Metadata discovery and stewardship¶
Integrated cataloguing typically automates the creation the basic asset entry, its connection and optionally, its schema. This is what is called technical metadata.
Metadata discovery uses advanced analysis to inspect the content of specific assets to derive new insights that can augment or validate their catalog entry.
The results can either be automatically applied to the asset's catalog entry or it can go through a stewardship process to have a subject matter expert confirm the findings (or not).
Discovery and stewardship are the most advanced form of automation for asset cataloging. Egeria provides the server runtime environment and component framework to allow third parties to create discovery services and governance action implementations. It has only simple implementations of these components, mostly for demonstration purposes. This is the area where vendors and other open source projects are expected to provide additional value.

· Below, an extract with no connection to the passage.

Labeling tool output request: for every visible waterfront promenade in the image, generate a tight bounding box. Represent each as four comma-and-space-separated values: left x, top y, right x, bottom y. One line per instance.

Metadata discovery is an automated process that extracts metadata about a digital resource. This metadata may be:
- embedded within the asset (for example a digital photograph has embedded metadata), or
- managed by the platform that is hosting the asset (for example, a relational database platform maintains schema information about the data store in its databases) or
- determined by analysing the content of the asset (for example a metadata discovery tool may analyse the data content to determine the types and range of values it contains and, maybe from that analysis, determine a quality score for the data).
Some metadata discovery may occur when the resource is first catalogued as an asset. For example, the schema of a database may be catalogued through the Data Manager OMAS API. This schema may have been automatically extracted by an integration connector hosted in Egeria's Database Integrator OMIS.
Egeria also supports more advanced metadata discovery.
The Open Discovery Framework (ODF) has open APIs that define how automated discovery services can be operated and the resulting analysis stored in an open metadata repository. The metadata repository interfaces provide the metadata discovery service with:
- the ability to manage discovery configuration,
- a search function to locate assets in the metadata repository,
- access all of the metadata known about each asset including its connector and
- the ability to record the results of its analysis.
This metadata repository interface for metadata discovery tools is implemented by the Discovery Engine OMAS.
Egeria is also able to host automated metadata discovery services that implement the ODF interfaces in its Asset Analysis OMES.